Back at the offensive scene, I thought about how much I would miss Bonnie the Birch. Even in the winter months she generated lots of character. During the Christmas season, I had placed reflective tape on her barren branches so that drivers would notice and enjoy her being there. She was indeed unique because although the Paper birch is found throughout British Columbia there are only a few scattered on the outer coast and even fewer on Vancouver Island. With Bonnie the Birch’s leaves gone in the winter her unique bark is exposed and reflected beautifully by the snow covered ground. It’s thin, white to reddish brown character, with dark horizontal slits were easy to see in the cold months.

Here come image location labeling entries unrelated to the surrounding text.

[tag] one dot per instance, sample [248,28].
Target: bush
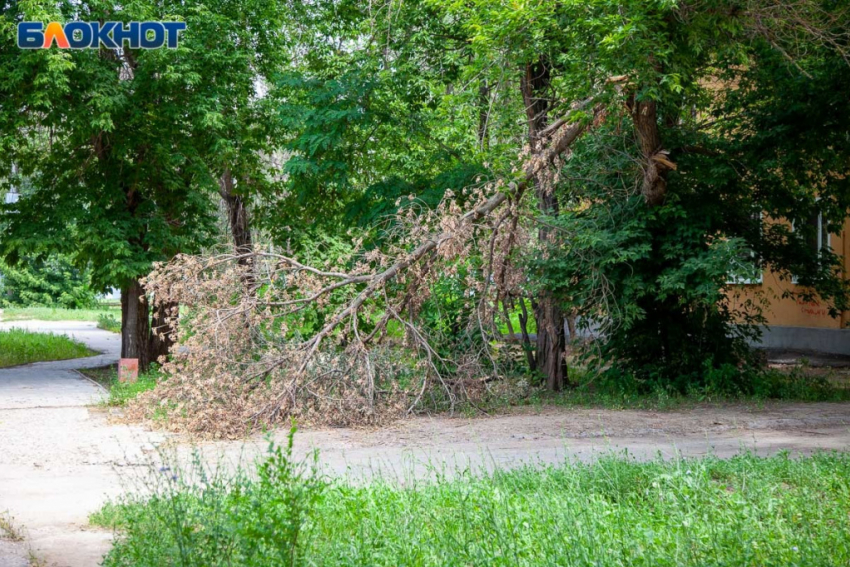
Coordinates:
[46,282]
[108,322]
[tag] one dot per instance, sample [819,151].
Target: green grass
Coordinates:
[615,512]
[122,392]
[108,322]
[53,314]
[797,384]
[23,347]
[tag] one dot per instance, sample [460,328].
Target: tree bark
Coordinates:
[161,338]
[237,215]
[240,228]
[551,340]
[135,324]
[656,164]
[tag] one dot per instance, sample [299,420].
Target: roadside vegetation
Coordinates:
[122,392]
[616,511]
[108,322]
[23,347]
[58,314]
[799,383]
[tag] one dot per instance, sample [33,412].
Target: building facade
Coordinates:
[792,322]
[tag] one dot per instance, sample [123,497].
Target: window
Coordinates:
[744,270]
[817,235]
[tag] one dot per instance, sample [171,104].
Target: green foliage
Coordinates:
[242,521]
[53,314]
[615,511]
[108,322]
[46,282]
[122,392]
[24,347]
[138,139]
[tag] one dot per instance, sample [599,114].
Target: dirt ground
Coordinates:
[62,457]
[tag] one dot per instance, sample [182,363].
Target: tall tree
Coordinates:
[126,146]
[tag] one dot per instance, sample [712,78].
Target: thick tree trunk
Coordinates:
[161,339]
[551,340]
[656,163]
[135,324]
[237,215]
[240,228]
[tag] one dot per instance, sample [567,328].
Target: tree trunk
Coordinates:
[161,338]
[656,163]
[551,339]
[240,228]
[237,215]
[135,324]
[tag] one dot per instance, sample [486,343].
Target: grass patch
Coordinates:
[54,314]
[108,322]
[122,392]
[615,512]
[23,347]
[9,529]
[795,384]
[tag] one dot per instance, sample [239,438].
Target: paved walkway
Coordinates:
[57,453]
[61,459]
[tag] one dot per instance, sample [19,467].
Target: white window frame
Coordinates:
[820,231]
[732,280]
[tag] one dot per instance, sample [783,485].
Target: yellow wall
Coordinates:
[796,312]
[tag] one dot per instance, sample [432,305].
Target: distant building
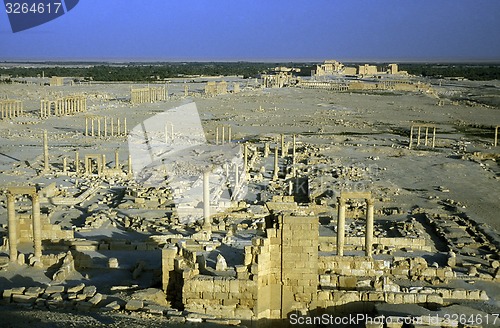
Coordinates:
[56,81]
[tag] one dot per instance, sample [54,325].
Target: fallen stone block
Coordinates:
[18,298]
[89,291]
[33,291]
[77,288]
[95,299]
[54,289]
[134,305]
[113,306]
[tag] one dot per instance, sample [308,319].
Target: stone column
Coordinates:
[276,166]
[105,126]
[129,165]
[496,136]
[433,137]
[117,163]
[206,201]
[282,145]
[266,149]
[411,137]
[37,225]
[166,132]
[11,213]
[65,165]
[369,227]
[45,151]
[340,226]
[77,162]
[245,159]
[103,163]
[236,176]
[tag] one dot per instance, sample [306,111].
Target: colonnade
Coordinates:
[10,108]
[148,95]
[63,106]
[341,205]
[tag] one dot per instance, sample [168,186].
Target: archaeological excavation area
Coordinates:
[231,201]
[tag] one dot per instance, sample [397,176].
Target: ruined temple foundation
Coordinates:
[148,95]
[102,129]
[12,221]
[419,128]
[10,108]
[341,205]
[63,106]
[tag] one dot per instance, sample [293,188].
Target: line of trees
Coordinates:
[145,72]
[479,72]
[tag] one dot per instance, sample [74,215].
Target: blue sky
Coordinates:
[263,30]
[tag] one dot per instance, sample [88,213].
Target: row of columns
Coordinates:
[341,205]
[63,106]
[496,135]
[169,126]
[213,88]
[10,108]
[148,95]
[420,126]
[100,126]
[222,131]
[12,222]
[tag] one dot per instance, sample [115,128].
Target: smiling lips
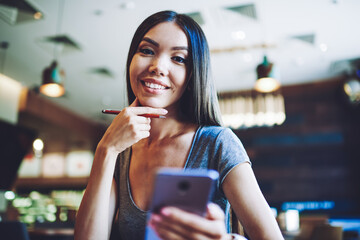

As I stood near what remained of her trunk, I remembered admiring her egg-shaped green leaves with their distinct doubly toothed sides, each a dull green on top, paler with a soft down underneath. I remembered the sensation of touching the new leaves in spring and admiring the tree’s sheer determination to come to full bloom. In my research of a Paper birch, I discovered that every tree has flowers and bears fruit. The Paper birch flowers are either male or female and are in narrow catkin. Female catkins are two to four centimetres long, standing erect at the tip of the branch. Male catkins are longer and hang below the branch. The flowers appear before or at the same time as the leaves.

Another curiosity that came to light in my research was that the Paper birch was fruit bearing. Her nutlets had wings broader than the seed and Bonnie the Birch produced thousands of seeds, like her descendant before her and that is how she came to be.

With the aid of other elements the birch planted roots, then fed on the generous break down of the rotting logs by her side and the kindness of rainfall. Filled with natural energy, her roots took hold and the magnificence of her existence was revealed. A slender sapling grew robust with bark, fruit, flowers and leaves. Taller and taller she extended her wanting to the source, the sun.

Her intention was to become a small to medium-sized tree, hopefully producing many stems, extending her existence up to 30 metres tall. And then, one day, someone cut her down to a stunted five foot, two inches.

Our original Adopt-a-Block mascot is now gone, however, Bonnie left behind two saplings, Berta; which means ‘Famous’, and Bert, meaning ‘Bright’. Both extend from her trunk and are attempting to find their place in the sun.

A local arborist has generously offered to take care of the two new extensions and based on her extensive experience and enthusiasm, the offspring have a good chance of survival.